So I have been trying to figure this out for about an hour but I am obviously not understanding what I have been reading and watching so I thought I'd ask my own question, I would appreciate a very layman explanation of the following.
I am trying to simplify the following using a K-map
$$F=wxy+yz+x\overline{y}z+w\overline{z}$$
Now I created the truth table and found the midterms associated with it and created a K-map that matches $F$
Now my problem is figuring out how to get the simplified function from it.

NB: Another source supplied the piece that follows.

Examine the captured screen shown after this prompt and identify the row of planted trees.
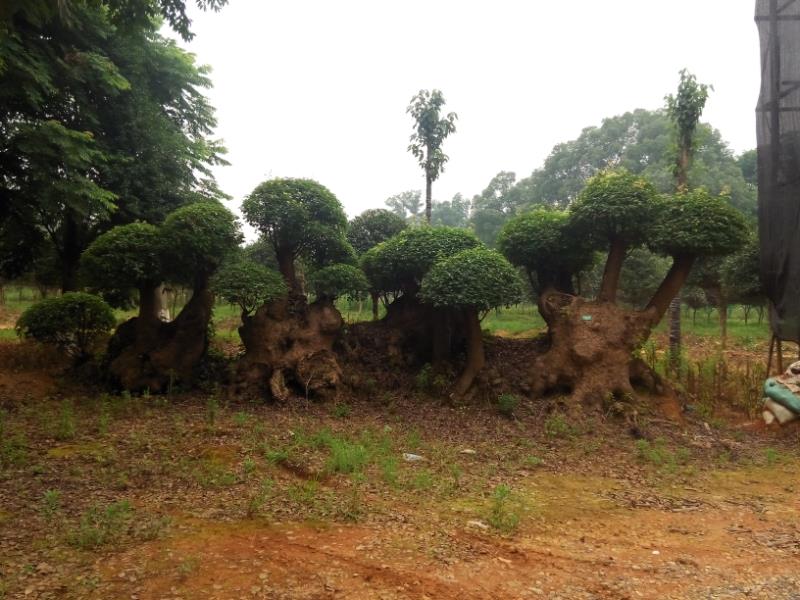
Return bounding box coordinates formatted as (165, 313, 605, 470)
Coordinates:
(17, 168, 749, 405)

I know I'm supposed to box stuff off so the following is what I did
First I tried to compute the 3x3 square which is did the following for:
$$zyzw+xyz\overline{w}+xy\overline{z}w+x\overline{y}zw+xz\overline{yw}+x\overline{yz}w+\overline{x}yzw+\overline{xw}yzw+\overline{xz}yw$$
$$(xyzw+\overline{x}yzw) +(xyz\overline{w}+\overline{xw}yz)+(xy\overline{z}w+\overline{xz}yz)+(x\overline{y}zw+x\overline{yw}z)+x\overline{yz}w$$
$$yzw+yz\overline{w}+y\overline{z}w+x\overline{y}z+x\overline{yz}w$$
$$(yzw+yz\overline{w})+y\overline{z}w+x\overline{y}z+x\overline{yz}w$$
$$yz+y\overline{z}w+x\overline{y}z+x\overline{yz}w$$
Now that's as far as I got from the larger 3x3 square and I'm pretty sure the smaller rectangle on the right is just the following:
$$\overline{z}w$$
now I don't know if I made the correct squares on the K map, and if I did then I don't know if I made the final function small enough, it doesn't seem to be any simpler than the original. If someone could either show me where I went wrong or show me where I can make the function any simpler I would greatly appreciate it.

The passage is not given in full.